Sehenswertes

Bild vom Meyer-Köster Haus in Barnstorf

Heimat- und Kulturhaus Meyer-Köster

Das Haus am Roggenberg wird erstmalig 1669 in den heimatgeschichtlichen Quellen Barnstorfs erwähnt. Der Hof wurde zuletzt ab 1947 von Ludwig Meyer-Köster bewirtschaftet. Da keines der Kinder die Landwirtschaft fortführte wurde das Haus 1992 von der Erbengemeinschaft Meyer-Köster an den Flecken Barnstorf übertragen. Von 1994 bis 1999 wurde das Haus vom Flecken Barnstorf saniert und trägt seit dem den Namen Heimat- und Kulturhaus Meyer-Köster. Im Heimat- und Kulturhaus Meyer-Köster hat der Heimatverein am Roggenberg in Barnstorf ein Museum eingerichtet.

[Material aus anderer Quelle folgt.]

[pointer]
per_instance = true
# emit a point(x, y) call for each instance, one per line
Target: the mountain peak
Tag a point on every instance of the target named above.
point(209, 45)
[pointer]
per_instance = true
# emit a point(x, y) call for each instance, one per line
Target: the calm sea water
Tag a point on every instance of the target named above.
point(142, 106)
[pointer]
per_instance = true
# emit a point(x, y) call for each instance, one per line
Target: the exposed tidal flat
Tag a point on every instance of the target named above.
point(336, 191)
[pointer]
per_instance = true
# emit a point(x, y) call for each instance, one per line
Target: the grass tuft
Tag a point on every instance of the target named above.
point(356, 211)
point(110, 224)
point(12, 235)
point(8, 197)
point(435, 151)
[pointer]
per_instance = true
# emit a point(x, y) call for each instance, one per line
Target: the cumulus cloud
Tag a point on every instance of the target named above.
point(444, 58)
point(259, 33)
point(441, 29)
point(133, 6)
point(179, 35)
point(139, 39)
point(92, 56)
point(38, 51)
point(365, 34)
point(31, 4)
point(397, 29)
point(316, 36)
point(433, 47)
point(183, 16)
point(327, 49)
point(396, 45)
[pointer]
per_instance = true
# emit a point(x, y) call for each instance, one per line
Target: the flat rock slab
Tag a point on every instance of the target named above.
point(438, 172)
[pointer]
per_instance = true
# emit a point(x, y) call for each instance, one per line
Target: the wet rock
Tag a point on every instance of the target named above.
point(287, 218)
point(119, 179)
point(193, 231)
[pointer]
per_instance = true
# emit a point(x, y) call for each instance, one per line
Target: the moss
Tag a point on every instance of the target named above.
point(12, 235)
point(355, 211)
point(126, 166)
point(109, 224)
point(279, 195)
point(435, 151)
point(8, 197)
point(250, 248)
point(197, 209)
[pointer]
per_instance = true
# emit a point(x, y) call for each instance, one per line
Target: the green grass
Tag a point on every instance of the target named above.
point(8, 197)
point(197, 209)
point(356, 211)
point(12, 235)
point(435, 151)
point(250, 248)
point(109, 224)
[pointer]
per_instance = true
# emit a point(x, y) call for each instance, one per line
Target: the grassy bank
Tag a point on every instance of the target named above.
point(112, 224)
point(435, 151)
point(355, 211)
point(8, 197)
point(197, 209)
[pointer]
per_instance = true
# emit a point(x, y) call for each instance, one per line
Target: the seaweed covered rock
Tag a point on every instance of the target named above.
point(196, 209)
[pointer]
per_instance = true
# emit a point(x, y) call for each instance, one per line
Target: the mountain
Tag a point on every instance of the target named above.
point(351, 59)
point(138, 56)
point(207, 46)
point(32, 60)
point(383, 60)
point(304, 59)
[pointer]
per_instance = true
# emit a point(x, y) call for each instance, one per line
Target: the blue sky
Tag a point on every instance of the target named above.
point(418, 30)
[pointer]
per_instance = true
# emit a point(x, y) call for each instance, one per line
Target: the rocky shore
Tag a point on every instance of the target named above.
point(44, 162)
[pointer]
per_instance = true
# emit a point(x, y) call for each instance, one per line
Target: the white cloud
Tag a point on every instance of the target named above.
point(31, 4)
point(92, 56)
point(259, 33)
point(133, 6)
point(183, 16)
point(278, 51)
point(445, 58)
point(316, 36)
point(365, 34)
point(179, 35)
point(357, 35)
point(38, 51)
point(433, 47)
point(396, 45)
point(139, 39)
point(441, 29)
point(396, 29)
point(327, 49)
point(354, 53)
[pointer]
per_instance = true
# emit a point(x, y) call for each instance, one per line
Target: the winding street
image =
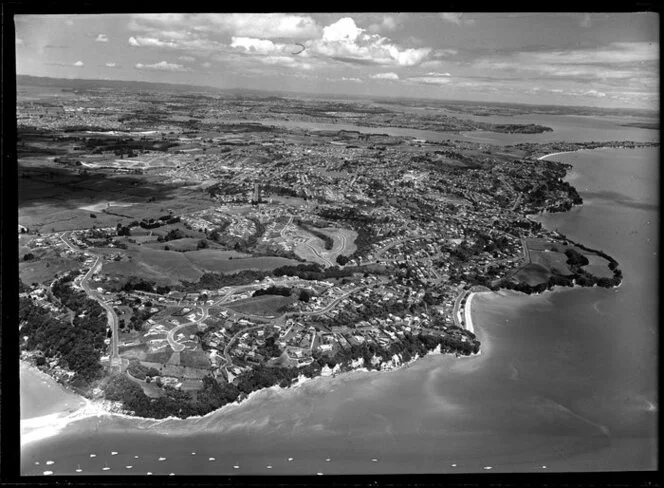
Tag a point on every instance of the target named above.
point(175, 345)
point(116, 363)
point(283, 316)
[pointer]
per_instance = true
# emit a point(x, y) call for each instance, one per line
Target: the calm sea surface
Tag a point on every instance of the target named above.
point(566, 381)
point(569, 128)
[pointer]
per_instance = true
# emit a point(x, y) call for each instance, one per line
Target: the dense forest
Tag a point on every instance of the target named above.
point(77, 344)
point(215, 394)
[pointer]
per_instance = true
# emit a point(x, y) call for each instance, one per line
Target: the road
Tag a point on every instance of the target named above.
point(287, 314)
point(227, 356)
point(526, 251)
point(115, 359)
point(175, 345)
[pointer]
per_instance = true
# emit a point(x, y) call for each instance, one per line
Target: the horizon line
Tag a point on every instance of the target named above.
point(335, 94)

Besucherinnen und Besucher erhalten dort Informationen zur jüngeren heimatgeschichtlichen Entwicklung.

 

Bild der Sankt-Veit-Kirche in Barnstorf

Sankt-Veit-Kirche

Eine Kostbarkeit ersten Ranges ist die im 12. Jahrhundert erbaute St.-Veit-Kirche. Ihre Vorgängerin wurde sogar schon um 890 erwähnt. Sie dürfte zu den Pfarreien gehört haben, die von der Missionszelle in Visbek gegründet wurden und deren Patronat am 20. März 855 an das Kloster Corvey überging. Zu dieser Kirche gehört ein reich begüterter Haupthof. Das romanische Gotteshaus ist in seiner ursprünglichen Form erhalten und vermittelt ein Bild mittelalterlichen Stilempfindens. Die hölzernen Apostelfiguren in der Apsis soll der Sage nach ein Schäfer im Moor geschnitzt haben. Das Taufbecken von 1680 und die Kanzel sind Werke volkstümlicher Schnitzkunst des Barocks. Wertvolle alte Grabsteine sind auf dem alten Friedhof erhalten. Dass schon in der Vorzeit ein wichtiger Handelsweg die Hunte in Barnstorf kreuzte, zeigen die hier gefundenen Münzen und Gefäße germanischer, griechischer und römischer Herkunft.

 

Bild von Keunecke-Haus in Barnstorf

Keunecke-Haus

Das Keunecke-Haus gehört zu den letzten erhalten gebliebenen Fachwerkbauten in Barnstorf.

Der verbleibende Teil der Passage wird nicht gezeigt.